Practice 'clusters' urged to lead next phase of NHS revolution Pharmafocus June 2006
England's general practices are being urged to seize their opportunity to re-build the NHS as a primary care-led, patient-centred service, but the government is battling against considerable apathy and doubt among primary care professionals.
Practice-based commissioning (PBC), whereby GPs and nurses control budgets to commission better, more convenient services for patients, was first proposed in 2004 as a voluntary offer to those looking to speed up change. But practices are now obliged to take part, after the government decided that universal uptake was vital to accelerate the pace of NHS reform.
A target date of 100% uptake by the end of 2006 has now been set, but while there are a large number of enthusiastic practices forging ahead, many others are disengaged from the process, suspicious of yet another Whitehall-led reform.
At a recent NHS Confederation conference on PBC, one GP asked a panel of primary care leaders: "Can anyone convince me that we aren't just being set up to fail?"
Around 20% of England's practices have signed up to PBC, which works by practices collaborating with their neighbours to form clusters, thereby pooling expertise and resources to re-design care.
One GP supporter said: "It's the first time that lots of practices have come together. There's a real buzz about it - it's really exciting.
Despite the enthusiasm of the early adopters, the government and primary care leaders know they have to win over all practices, but, nevertheless, say PBC is the only way to create a primary care-focused health service.
Dr Michael Dixon, a practising GP and chairman of the NHS Alliance has strongly criticised how the government has gone about introducing the system.
"When all the planning, all the thinking, is done at the centre or the SHA or within the PCT, then GPs, practice managers and other frontline clinicians feel they are regarded as an optional extra.
"If no-one asks them what they want to achieve and what support they need to achieve it, then that is no different from asking: 'Does he take sugar?'"
The NHS Alliance is urging its members to take up the opportunity, but says it has found very negative attitudes towards all the NHS reforms at its workshops for frontline staff.
Dr Dixon says attitudes are often completely changed after the one-day workshops, which show staff the potential of the new system.
Even for enthusiasts, there are considerable obstacles to overcome. The system allows PBC clusters to commission services and be in control of the budgets, while leaving the ultimate financial accountability with PCTs.
But many practices have yet to receive financial information about the cost of different treatments, so-called indicative budgets, which are vital to planning services and investigating ways of improving services for patients, and saving the NHS money.
Mayur Lakhani, chairman of the Royal College of Physicians, is one of the primary care leaders urging clinicians to take the opportunity, but acknowledged that the administrative burden and lack of financial clarity so far made PBC a daunting prospect for some.
Practice-based commissioning is designed to be the main driver behind shifting care - and NHS money - away from hospitals into the primary care.
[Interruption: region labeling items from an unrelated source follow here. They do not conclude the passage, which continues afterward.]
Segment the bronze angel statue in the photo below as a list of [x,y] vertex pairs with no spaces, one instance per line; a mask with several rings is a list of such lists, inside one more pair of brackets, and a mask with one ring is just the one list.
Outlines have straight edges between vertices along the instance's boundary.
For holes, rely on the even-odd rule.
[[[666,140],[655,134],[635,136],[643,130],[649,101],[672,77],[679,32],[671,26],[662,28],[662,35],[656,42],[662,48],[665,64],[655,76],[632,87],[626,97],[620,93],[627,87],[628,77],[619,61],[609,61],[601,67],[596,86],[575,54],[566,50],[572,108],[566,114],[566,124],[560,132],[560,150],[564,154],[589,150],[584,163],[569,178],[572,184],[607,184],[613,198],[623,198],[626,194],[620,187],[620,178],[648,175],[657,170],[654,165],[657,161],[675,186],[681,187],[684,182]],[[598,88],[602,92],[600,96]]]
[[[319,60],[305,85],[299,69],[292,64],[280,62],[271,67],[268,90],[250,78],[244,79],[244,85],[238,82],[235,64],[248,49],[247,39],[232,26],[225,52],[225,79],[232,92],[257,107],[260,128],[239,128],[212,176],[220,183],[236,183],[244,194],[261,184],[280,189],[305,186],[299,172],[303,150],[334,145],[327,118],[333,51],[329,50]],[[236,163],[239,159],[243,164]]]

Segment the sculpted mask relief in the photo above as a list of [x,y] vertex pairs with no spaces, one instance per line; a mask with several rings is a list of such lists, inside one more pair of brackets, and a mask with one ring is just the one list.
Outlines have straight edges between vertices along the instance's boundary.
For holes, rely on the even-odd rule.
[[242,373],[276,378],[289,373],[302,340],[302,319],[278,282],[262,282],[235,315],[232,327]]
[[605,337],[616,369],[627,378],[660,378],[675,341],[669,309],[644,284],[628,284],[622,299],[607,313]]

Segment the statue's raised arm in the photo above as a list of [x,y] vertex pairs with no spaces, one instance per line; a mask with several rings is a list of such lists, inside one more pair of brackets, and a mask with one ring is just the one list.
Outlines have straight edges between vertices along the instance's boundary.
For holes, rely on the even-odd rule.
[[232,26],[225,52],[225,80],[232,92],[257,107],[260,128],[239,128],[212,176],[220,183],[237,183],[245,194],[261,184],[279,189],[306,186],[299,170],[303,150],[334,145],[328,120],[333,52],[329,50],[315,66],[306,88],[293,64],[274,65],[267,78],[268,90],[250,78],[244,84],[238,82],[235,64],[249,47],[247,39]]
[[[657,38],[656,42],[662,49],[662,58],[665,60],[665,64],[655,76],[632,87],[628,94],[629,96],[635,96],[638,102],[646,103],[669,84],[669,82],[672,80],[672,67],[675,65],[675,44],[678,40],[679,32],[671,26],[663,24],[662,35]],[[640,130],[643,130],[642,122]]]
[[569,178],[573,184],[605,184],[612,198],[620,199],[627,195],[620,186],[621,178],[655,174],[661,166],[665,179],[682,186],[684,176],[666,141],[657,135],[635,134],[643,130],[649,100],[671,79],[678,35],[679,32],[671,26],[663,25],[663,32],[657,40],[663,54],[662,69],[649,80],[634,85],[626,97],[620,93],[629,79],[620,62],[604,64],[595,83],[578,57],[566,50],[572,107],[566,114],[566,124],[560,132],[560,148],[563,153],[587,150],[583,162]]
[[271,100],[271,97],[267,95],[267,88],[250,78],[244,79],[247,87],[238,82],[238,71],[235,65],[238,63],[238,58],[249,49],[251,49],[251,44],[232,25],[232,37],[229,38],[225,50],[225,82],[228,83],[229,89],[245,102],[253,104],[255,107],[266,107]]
The government's latest blueprint for the NHS, its White Paper called 'Our health, Our care, Our say', proposed a transfer of 5% of acute sector budget into the community over the next decade.
Mayur Lakhani told Pharmafocus that while 5% may appear a modest shift over a long period, it was in fact a massive amount in financial terms, and would be a big challenge for primary care professionals to lead.
"We have to get real. There are too many people in secondary care who dont need to be there," he said.
In order to transfer funds from hospitals to the community, money must be disinvested from acute services - something which doctors and managers in secondary care will strongly oppose if primary care leaders do not win them over early on in the process.
A number of clinicians at the NHS Confederation conference voiced their doubts about the will of government to support this disinvestment. Equally, many also doubted one of the key assumptions behind government promotion of PBC.
The government hopes that preventing unnecessary admissions into secondary care by diagnosing and treating patients earlier within the community will reduce demand on the system and help save money.
But clinicians expressed strong doubts about this assumption, and while a lot of pioneering work done on service re-design has produced savings, some projects have suggested costs could rise as the quality of patient care increases.
Implications for pharma
The rapid setting up and growth of PBC clusters across the country presents a considerable problem for pharmaceutical companies, which need to identify and understand key decision-makers in every region.
The somewhat virtual nature of the clusters means they do not exist as bricks-and-mortar organisations, making them more difficult to track and understand than traditional NHS decision-making bodies.
NHS data specialists Binley's is one of the leaders in mapping out and understanding PBC clusters.
To date, the company identified 102 clusters nationally comprising a total of 1,035 individual practices.
On average, each cluster contains just over 10 practices, but there is no ceiling on the number allowed in any one cluster.
PCTs are accountable for the clusters and must performance manage them. So far, just a handful of PCTs have appointed dedicated directors of Practice Based Commissioning to oversee the work in their area, but Binley's expect many more to be named across the country in the coming months.